If you ask to unsubscribe from our newsletter/marketing, we will move your details to our suppression list to ensure that we don’t accidentally contact you again in the future. If you become a Client, then that Privacy Notice will apply.
This policy was last reviewed on 3rd August 2023.
Onsite visitor privacy notice
Data that we hold and how we use it
When you visit our premises, we process your name and the company you work for, the time and date of your visit and who you are visiting. This is used for safety and security reasons to ensure we know who is entering our offices and to notify us of your arrival. CCTV footage is recorded at the WestWorks site as a security and crime prevention measure. WestWorks site is the Controller of the CCTV data in the communal areas and can be contacted through this address: White City Place, 195 Wood Lane, London W12 7FQ. Telephone: 0203 892 9901 during normal business hours. Synthace is the Controller of CCTV within our offices.
Lawful basis for processing
Our lawful basis for processing your data is legitimate interest;
Retention Periods
Synthace does not hold data about our visitors.
CCTV footage where Synthace is the Controller is kept for 30 days. Data is then overwritten after 30 days.Investor privacy notice
Data that we hold and how we use it
As an investor or private shareholder in Synthace, we hold your contact and investment details.

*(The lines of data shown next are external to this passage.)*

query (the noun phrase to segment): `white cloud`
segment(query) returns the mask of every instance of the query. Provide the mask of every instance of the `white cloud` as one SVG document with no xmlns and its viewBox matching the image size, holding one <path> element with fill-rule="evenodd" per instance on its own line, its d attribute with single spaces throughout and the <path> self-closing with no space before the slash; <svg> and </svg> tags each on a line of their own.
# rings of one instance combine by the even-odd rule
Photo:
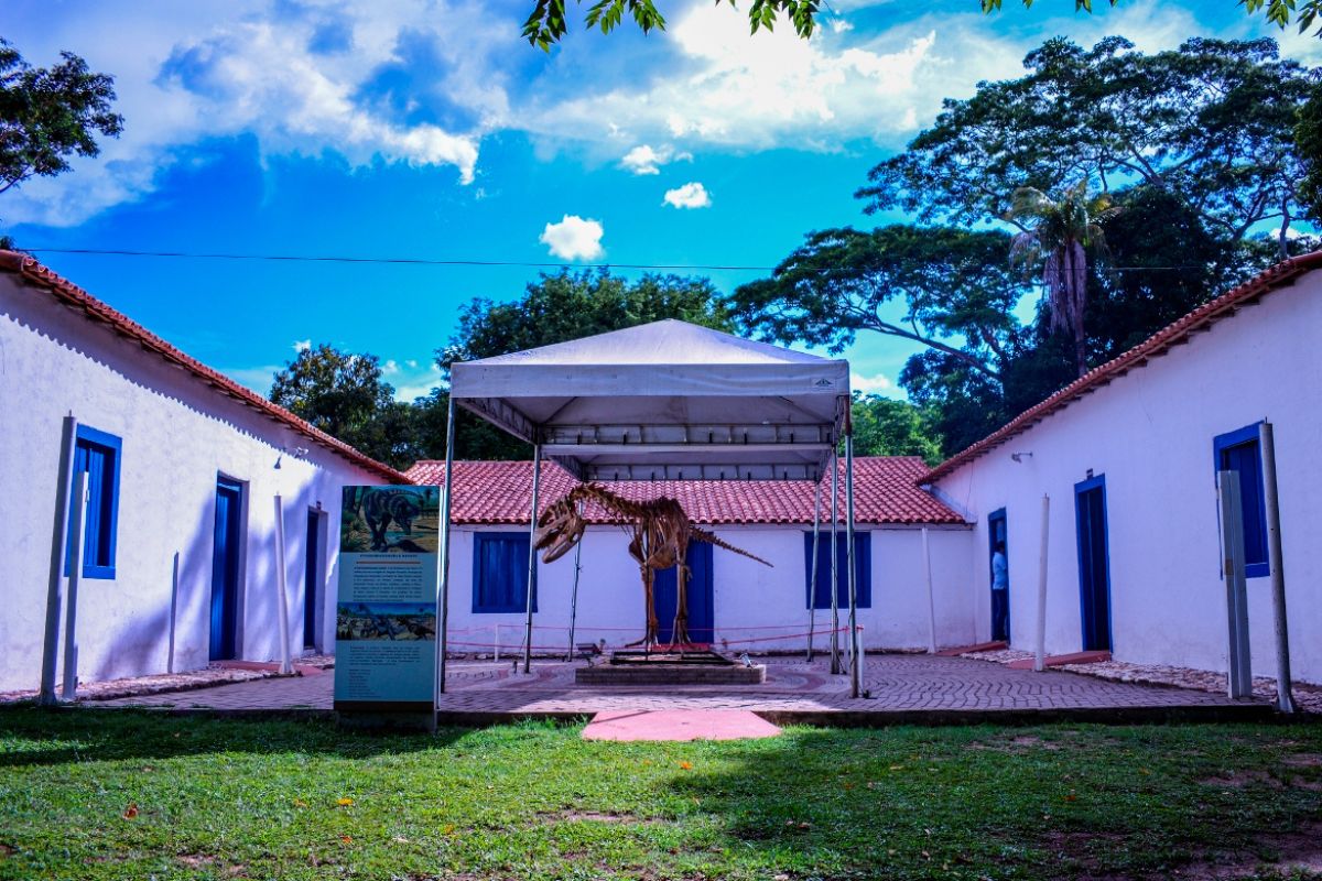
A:
<svg viewBox="0 0 1322 881">
<path fill-rule="evenodd" d="M 670 144 L 656 148 L 650 144 L 639 144 L 624 155 L 620 166 L 635 174 L 660 174 L 662 165 L 691 159 L 693 153 L 677 152 Z"/>
<path fill-rule="evenodd" d="M 694 181 L 673 190 L 666 190 L 665 203 L 680 209 L 709 207 L 711 205 L 711 194 L 707 193 L 707 188 Z"/>
<path fill-rule="evenodd" d="M 602 236 L 605 229 L 599 221 L 566 214 L 559 223 L 547 223 L 538 236 L 553 256 L 566 260 L 596 260 L 605 254 Z"/>
<path fill-rule="evenodd" d="M 316 48 L 327 24 L 350 34 L 350 50 Z M 510 118 L 506 75 L 497 69 L 512 42 L 505 24 L 471 0 L 235 0 L 169 16 L 153 4 L 89 7 L 48 29 L 41 40 L 49 45 L 25 37 L 24 54 L 49 63 L 67 41 L 94 70 L 111 71 L 124 133 L 104 140 L 100 157 L 77 159 L 71 173 L 9 193 L 4 219 L 81 223 L 147 195 L 165 170 L 196 160 L 208 139 L 242 135 L 255 136 L 263 157 L 332 152 L 356 168 L 452 166 L 469 184 L 481 137 Z M 415 98 L 401 107 L 374 98 L 370 86 L 383 69 L 405 65 L 408 38 L 434 61 L 408 83 Z M 453 119 L 411 112 L 428 103 Z"/>
<path fill-rule="evenodd" d="M 895 391 L 895 383 L 886 374 L 873 374 L 871 376 L 850 374 L 849 386 L 853 391 L 861 391 L 865 395 L 883 395 Z"/>
</svg>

This data will have been sourced directly from you in the course of your investment.
We use this data to pass to the regulators*, to issue your share certificates** and to manage our relationship with you***.
Lawful basis for processing
Our lawful basis for processing your data is:
* legal obligation
** contractual obligation
*** legitimate interest
Our legitimate interest balancing test indicates that this is a legitimate purpose; you would not be surprised to hear from us based on the nature of our relationship, and our processing does not cause any harm or risk to you as a data subject.
We share your contact details in line with our regulatory requirements, so it will be listed in official documents such as company filings and would be used in any potential data room.
Retention Periods
As a shareholder/investor we hold your information for as long as we are legally required to do so.
This policy was last reviewed on 3rd August 2023.